Includes: FLE, THO, WGO
by: John C. Lee

On Thursday, August 28 pre-market, Fleetwood Enterprises Inc. (FLE) reported a loss of $0.42 ($0.41 cont. op) per share or $29.1 million vs. a loss of $0.04 per share or $2.3 million. $0.01 was due to discontinued operations. Revenue fell to $289.9 million from $488.3 million, down 41% vs. a year ago. Analysts expected a loss of $0.18 per share on $346.8 million in revenue, missing expectations more than double.  

President and CEO Elden Smith stated: "Unfortunately, the rapid and accelerating decline of sales in the motor home industry during the first quarter caused heavy operating losses that were exacerbated by an aggressive discounting environment and downtime at our plants." Revenue for the RV unit declined 51% and down 15% for the manufactured housing unit.  

On August 20, Moody’s cut FLE’s rating to “junk” status. Shares dropped 19% that day. I wasn’t surprised that Moody’s was late in making the cut, since all the rating agencies seem to be late with everything. The “corporate family” and “probability of default” ratings dropped to “Caa3” from “Caa1” (which is 9 levels below investment-grade) and the trust preferred securities received a “Ca” rating, down from “Caa3”.  

A year ago, FLE’s market cap was around $750 million, now it sits at 163 million, a testament to the power of the rise in oil prices as well as a tightening of financing available. Both units suffered severe losses, especially the RV unit, which is in the midst of the worst year of a four-year downtrend. A flooding of deeply discounted RV’s from now (and soon) out-of-business dealers should put tremendous pressure on FLE now and in the near future. 

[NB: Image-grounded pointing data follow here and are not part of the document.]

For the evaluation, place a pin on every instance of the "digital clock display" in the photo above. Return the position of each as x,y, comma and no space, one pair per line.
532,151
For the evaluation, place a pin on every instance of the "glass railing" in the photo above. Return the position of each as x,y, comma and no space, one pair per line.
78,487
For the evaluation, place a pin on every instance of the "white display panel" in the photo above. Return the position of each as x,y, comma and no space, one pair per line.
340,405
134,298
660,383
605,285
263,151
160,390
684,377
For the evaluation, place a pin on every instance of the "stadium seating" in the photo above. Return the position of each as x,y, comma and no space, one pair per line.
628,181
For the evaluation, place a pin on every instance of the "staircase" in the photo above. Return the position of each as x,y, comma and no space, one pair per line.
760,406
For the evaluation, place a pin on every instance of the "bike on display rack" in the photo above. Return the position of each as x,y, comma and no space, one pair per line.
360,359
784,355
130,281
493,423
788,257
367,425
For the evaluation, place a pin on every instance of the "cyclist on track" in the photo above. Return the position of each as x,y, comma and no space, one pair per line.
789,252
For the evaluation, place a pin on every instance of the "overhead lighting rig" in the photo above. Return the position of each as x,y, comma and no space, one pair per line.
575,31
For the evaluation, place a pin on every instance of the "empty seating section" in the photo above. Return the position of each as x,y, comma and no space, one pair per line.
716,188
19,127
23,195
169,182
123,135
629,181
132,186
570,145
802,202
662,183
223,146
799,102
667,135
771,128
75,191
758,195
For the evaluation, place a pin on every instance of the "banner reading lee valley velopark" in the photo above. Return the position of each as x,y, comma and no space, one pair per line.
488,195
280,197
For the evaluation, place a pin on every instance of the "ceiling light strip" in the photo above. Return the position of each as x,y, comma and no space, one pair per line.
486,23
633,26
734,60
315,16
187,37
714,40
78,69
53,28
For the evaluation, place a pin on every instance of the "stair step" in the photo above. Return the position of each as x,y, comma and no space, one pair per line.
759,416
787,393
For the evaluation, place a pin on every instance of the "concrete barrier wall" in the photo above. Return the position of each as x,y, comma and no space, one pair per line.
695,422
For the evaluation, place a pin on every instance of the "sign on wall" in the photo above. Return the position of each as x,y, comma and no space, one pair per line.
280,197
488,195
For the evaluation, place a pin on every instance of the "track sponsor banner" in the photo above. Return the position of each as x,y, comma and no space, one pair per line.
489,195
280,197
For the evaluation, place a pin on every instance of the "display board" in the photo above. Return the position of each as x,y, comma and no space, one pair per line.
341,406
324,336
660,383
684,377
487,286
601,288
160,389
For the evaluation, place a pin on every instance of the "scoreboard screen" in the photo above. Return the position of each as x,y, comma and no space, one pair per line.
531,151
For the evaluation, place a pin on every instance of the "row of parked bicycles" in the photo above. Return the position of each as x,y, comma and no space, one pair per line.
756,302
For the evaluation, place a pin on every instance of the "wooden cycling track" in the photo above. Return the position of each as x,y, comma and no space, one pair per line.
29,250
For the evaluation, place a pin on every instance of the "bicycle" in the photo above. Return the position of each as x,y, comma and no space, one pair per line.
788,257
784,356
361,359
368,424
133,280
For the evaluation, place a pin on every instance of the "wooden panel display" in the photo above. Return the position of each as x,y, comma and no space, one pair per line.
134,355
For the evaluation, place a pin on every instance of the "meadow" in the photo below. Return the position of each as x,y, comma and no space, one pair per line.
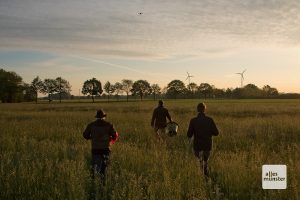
44,156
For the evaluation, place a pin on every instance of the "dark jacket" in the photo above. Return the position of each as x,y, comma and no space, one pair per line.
159,117
101,133
202,128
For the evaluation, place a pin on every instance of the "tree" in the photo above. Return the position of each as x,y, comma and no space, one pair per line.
175,88
218,93
192,87
205,89
251,91
269,91
11,89
92,87
63,86
29,93
141,88
37,86
118,89
155,90
49,87
127,86
109,89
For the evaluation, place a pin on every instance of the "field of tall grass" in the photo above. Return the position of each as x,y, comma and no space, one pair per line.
44,156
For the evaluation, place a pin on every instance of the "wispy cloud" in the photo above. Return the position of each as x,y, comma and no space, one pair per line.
166,28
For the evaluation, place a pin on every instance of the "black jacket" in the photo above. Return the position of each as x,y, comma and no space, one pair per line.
202,128
101,133
159,117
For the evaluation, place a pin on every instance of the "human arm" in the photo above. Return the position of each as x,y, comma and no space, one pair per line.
87,132
169,116
214,129
113,134
153,118
190,132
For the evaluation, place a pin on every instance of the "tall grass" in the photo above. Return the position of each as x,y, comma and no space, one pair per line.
44,156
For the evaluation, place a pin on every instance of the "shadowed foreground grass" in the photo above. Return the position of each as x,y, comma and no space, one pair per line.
44,156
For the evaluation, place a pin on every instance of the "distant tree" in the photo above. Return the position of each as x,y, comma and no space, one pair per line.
29,93
228,93
218,93
36,86
127,86
92,87
251,91
109,89
49,87
118,89
63,87
205,89
155,90
175,88
141,88
270,91
192,87
11,87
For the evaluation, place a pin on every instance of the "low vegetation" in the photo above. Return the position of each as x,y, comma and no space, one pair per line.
44,156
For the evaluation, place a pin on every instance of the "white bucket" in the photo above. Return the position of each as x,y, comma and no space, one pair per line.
172,128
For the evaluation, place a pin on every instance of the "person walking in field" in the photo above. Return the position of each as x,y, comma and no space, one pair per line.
202,128
102,134
159,119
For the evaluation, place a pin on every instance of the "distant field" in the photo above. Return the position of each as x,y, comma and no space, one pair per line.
44,156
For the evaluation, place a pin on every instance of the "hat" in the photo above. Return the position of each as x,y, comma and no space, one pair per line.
160,102
100,114
201,107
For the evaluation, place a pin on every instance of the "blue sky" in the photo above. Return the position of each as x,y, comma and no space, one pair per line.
108,40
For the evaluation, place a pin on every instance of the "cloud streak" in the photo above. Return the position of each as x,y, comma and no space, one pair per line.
167,28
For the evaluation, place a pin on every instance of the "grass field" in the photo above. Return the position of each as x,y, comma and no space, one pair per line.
44,156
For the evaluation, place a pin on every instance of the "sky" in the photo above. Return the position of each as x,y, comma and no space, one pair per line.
111,41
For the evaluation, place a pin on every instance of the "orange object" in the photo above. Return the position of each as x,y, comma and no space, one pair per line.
114,139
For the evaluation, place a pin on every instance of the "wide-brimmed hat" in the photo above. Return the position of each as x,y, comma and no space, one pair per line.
100,114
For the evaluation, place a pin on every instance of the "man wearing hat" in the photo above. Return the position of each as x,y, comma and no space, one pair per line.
102,134
202,128
159,119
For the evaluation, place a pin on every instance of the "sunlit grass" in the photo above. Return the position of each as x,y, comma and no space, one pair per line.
44,156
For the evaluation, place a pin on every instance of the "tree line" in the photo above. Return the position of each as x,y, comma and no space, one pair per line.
13,89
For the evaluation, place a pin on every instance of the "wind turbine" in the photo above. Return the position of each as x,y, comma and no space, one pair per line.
242,77
189,77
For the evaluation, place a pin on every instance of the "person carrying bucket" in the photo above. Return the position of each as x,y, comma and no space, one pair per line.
102,135
159,120
202,128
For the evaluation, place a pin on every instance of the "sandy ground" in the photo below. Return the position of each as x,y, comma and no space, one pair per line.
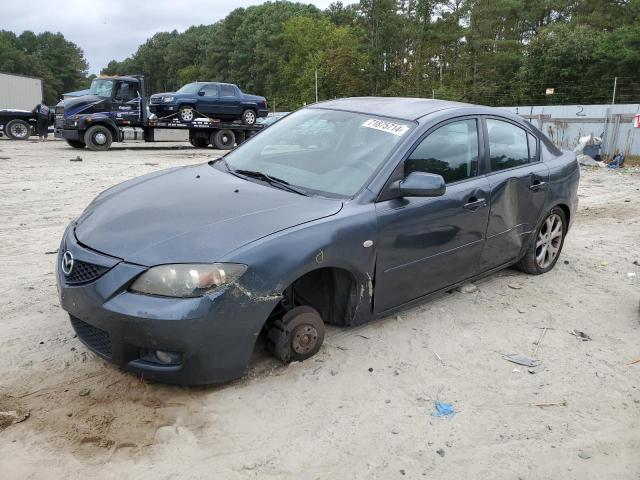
362,407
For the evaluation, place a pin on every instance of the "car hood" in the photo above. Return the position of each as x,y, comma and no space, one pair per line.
189,215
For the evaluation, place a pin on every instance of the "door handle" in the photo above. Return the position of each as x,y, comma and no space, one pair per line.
537,185
475,203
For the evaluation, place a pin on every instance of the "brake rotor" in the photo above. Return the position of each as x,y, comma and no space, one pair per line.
304,338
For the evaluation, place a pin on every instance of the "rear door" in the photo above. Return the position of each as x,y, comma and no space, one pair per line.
208,99
518,182
426,244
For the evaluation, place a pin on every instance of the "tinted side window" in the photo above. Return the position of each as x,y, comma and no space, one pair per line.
450,151
533,147
126,92
210,90
507,145
228,91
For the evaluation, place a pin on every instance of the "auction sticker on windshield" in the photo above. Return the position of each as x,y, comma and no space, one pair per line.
389,127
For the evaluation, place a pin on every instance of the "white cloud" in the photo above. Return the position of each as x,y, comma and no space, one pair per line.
113,29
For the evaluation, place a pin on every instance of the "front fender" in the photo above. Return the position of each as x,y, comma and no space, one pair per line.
277,260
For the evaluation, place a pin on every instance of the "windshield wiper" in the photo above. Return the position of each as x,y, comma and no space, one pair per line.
275,181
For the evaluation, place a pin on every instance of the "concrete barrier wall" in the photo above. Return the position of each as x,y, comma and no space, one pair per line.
565,124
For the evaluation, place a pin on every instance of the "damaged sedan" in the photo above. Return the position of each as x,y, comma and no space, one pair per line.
340,213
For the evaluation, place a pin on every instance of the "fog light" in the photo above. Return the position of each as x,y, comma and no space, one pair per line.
167,358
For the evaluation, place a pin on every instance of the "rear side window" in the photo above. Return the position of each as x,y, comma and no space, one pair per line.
227,91
210,90
533,147
450,151
508,145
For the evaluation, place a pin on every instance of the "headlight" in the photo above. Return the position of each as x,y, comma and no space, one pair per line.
186,280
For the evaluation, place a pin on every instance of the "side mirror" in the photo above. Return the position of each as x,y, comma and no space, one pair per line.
421,184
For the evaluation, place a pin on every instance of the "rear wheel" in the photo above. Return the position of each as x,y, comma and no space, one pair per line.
297,336
545,249
98,138
18,129
249,117
186,114
223,139
76,143
199,142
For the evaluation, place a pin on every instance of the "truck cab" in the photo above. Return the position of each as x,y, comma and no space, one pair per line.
112,103
117,109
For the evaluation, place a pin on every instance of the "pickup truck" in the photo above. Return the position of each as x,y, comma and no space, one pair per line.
116,109
223,101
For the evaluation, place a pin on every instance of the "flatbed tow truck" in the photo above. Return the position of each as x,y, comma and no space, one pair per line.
116,109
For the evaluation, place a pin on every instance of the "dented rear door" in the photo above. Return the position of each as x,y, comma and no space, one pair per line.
519,190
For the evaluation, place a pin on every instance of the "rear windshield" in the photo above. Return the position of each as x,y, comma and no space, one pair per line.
190,88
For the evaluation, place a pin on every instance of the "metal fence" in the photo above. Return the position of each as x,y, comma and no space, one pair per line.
565,124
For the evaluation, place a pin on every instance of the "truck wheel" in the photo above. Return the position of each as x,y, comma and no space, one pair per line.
297,336
18,129
223,139
76,143
249,117
186,114
199,142
98,138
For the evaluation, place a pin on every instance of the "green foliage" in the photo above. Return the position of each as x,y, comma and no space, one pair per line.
59,63
495,52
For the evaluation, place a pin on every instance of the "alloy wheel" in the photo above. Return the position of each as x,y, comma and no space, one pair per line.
549,241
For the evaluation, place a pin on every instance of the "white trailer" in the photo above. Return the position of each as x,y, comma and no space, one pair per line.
19,92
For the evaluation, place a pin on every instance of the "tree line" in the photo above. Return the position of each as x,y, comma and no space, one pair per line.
58,62
493,52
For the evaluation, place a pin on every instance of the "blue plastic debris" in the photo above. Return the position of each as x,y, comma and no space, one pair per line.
443,410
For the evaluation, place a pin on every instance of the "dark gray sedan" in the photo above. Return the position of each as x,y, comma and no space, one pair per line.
339,213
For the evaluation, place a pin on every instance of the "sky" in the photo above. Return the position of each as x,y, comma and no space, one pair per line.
113,29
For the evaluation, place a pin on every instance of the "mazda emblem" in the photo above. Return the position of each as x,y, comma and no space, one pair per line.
67,263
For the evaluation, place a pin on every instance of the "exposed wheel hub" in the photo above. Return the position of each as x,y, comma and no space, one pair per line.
304,338
100,138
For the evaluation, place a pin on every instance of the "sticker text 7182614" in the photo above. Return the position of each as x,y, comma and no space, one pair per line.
389,127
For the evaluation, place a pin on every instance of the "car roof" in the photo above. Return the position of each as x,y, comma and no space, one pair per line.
214,83
404,108
125,78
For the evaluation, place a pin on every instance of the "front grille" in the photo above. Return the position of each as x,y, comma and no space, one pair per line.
94,337
83,272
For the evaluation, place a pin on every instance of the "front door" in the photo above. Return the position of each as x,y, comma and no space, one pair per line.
209,100
427,244
518,191
229,101
126,104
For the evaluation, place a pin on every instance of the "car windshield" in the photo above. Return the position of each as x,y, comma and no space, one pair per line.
102,88
190,88
327,152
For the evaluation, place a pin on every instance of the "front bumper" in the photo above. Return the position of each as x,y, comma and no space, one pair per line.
214,335
67,134
163,109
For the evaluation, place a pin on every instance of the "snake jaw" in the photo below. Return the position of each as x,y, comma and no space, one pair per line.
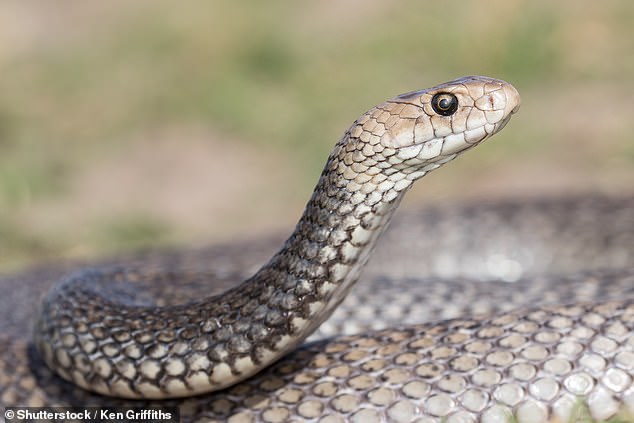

The industry outlook is entirely negative, unless oil prices decline further and the housing downturn recovers soon, which we all know is not going to happen at all. Manufactured home shipment dropped 59% and wholesale RV shipments dropped 39%. Shipments of Class ‘A’ RV’s, which cost $40,000 - $300,000, dropped 55% in July and 44% YTD. Do you see a lot of RVs on the road? I only saw ONE the entire last week and it's still summertime!  

FLE is not alone: Monaco Coach (MNC) suspended their dividend and will close 3 plants by September 17, cutting 1,400 jobs. In April they cut 300 jobs, and cut 318 more in the first three months of this year. Winnebago (NYSE:WGO) CEO Bob Olson also stated on June 20 that he expects no improvement in the industry for the rest of 2008. I believe Thor Industries (NYSE:THO) is the best positioned company in the industry given that they have already started aggressively discounting, which may help in the long-term but will hurt margins and add to the market flooding. THO announced preliminary sales on August 4 and said that RV sales were down 25% to $569 million from $755 million. 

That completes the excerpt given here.